After the American actor Tom Cruise was planning to be the first actor to film a movie in space to add this title to his many titles, someone preceded him and thwarted the plans of the famous action star.
In the details, Russia showed a promotional advertisement for a movie called The Challenge, or “The Challenge”, which it said was “the first feature film filmed in space” and that it is expected to be shown next month on April 20.
The events of this film revolve around an astronaut who loses consciousness while on the International Space Station, which requires sending a team of seven surgeons into space, in order to perform an operation on him, as we see in the promotional advertisement a heart surgeon named “Zhenya”, whose character is embodied by the Russian actress Julia Peresild, as she struggles to have the men around her recognize her abilities, after someone tells her that “space is not for women.”
Regarding the budget of this film, some sources confirmed that it amounted to about 1.115 billion Russian rubles, equivalent to 14.64 million dollars.
While the Soviet sci-fi movie Return from Orbit, released in 1984, included shots in space on the former Soviet space station Salyut 7, “The Challenge” is the first time that the film’s hero and director traveled to space for filming.

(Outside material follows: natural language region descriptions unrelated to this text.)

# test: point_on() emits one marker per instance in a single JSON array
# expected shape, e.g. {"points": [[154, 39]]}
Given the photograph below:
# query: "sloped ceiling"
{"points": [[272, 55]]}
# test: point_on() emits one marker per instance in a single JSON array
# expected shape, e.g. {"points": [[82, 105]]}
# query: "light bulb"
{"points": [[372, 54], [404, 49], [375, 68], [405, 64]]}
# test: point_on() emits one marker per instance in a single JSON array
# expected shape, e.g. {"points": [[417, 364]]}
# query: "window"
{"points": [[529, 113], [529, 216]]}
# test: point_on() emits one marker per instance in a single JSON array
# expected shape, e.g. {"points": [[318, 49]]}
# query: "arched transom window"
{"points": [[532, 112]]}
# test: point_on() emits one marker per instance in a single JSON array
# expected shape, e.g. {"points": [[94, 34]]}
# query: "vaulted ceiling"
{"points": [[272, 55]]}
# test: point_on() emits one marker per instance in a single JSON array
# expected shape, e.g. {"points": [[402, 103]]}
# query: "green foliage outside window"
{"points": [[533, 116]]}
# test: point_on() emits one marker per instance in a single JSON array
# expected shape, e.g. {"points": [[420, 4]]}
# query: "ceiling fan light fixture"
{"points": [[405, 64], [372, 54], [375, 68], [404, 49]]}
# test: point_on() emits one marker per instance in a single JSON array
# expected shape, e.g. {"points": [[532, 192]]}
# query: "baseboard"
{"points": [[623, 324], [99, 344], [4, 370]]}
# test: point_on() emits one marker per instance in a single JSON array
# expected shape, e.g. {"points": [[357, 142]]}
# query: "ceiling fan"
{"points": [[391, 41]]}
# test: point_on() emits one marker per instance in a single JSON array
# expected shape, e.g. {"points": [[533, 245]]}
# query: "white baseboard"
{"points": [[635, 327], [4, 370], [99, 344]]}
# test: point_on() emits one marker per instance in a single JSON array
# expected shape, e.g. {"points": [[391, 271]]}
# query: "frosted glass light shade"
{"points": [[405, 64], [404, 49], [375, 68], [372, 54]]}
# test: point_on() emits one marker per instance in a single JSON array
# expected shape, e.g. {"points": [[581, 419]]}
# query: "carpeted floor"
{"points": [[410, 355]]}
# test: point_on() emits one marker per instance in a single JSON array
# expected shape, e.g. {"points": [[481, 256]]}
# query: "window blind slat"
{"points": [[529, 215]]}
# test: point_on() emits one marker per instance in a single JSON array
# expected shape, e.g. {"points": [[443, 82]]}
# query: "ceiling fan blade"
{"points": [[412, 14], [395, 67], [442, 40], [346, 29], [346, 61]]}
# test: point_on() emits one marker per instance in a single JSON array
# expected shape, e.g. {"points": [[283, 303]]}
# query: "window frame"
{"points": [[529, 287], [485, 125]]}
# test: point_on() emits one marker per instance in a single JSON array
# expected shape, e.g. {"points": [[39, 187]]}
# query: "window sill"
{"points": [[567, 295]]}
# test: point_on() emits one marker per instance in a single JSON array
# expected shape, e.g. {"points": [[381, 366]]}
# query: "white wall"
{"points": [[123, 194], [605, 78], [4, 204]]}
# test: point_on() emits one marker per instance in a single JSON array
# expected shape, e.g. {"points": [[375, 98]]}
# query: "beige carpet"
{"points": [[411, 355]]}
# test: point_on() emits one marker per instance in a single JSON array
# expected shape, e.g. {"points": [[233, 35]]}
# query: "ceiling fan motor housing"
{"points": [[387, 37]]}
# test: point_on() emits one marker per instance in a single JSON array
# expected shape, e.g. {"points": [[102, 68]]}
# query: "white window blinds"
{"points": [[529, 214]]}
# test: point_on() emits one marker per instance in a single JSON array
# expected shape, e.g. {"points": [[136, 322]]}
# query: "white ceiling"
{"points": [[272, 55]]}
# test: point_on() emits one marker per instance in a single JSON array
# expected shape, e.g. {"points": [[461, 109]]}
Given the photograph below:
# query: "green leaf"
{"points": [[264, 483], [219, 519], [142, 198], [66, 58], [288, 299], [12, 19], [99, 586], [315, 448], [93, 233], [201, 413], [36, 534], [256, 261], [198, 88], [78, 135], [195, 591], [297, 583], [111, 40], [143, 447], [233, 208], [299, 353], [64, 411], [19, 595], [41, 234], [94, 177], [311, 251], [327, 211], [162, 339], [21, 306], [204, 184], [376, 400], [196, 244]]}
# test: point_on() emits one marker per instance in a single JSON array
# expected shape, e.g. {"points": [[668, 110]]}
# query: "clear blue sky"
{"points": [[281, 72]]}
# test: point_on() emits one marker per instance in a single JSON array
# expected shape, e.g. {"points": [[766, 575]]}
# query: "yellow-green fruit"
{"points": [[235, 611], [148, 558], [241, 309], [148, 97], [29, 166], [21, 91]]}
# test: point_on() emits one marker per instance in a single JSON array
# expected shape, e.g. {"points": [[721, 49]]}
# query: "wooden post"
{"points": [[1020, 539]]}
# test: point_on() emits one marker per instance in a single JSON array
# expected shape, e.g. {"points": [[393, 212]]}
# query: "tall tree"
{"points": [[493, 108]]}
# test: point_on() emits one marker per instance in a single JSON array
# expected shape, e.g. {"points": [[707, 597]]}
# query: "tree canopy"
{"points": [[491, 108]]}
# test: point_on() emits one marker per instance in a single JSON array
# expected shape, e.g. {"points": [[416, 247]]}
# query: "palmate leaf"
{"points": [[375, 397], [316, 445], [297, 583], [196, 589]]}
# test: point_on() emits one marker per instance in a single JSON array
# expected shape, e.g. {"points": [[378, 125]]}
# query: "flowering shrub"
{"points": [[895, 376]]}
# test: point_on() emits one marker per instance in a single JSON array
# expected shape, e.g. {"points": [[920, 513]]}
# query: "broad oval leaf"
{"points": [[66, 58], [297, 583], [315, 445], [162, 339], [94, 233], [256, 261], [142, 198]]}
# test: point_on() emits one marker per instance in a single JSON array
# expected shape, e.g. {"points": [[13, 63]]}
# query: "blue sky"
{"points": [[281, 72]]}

Russian actress Julia, Russian director Klim Shipenko, and cosmonaut Anton Shkaplerov took off aboard the Sayuz MS-19 space flight from the Baikonur cosmodrome in Kazakhstan to capture the scenes of the film.
And last October, it was reported that the American star, who loves to take risks, collaborated with director Doug Lehman to shoot a movie in space, in cooperation with SpaceX and NASA.
And at the time, the head of Universal Art Production, Donna Langley, revealed that the company is working on a project through which Cruz will be transported to space and some scenes will be filmed there, while most of the other movie scenes will be filmed on Earth. She added that she hopes Cruz will become the first civilian to take a space tour outside the International Space Station.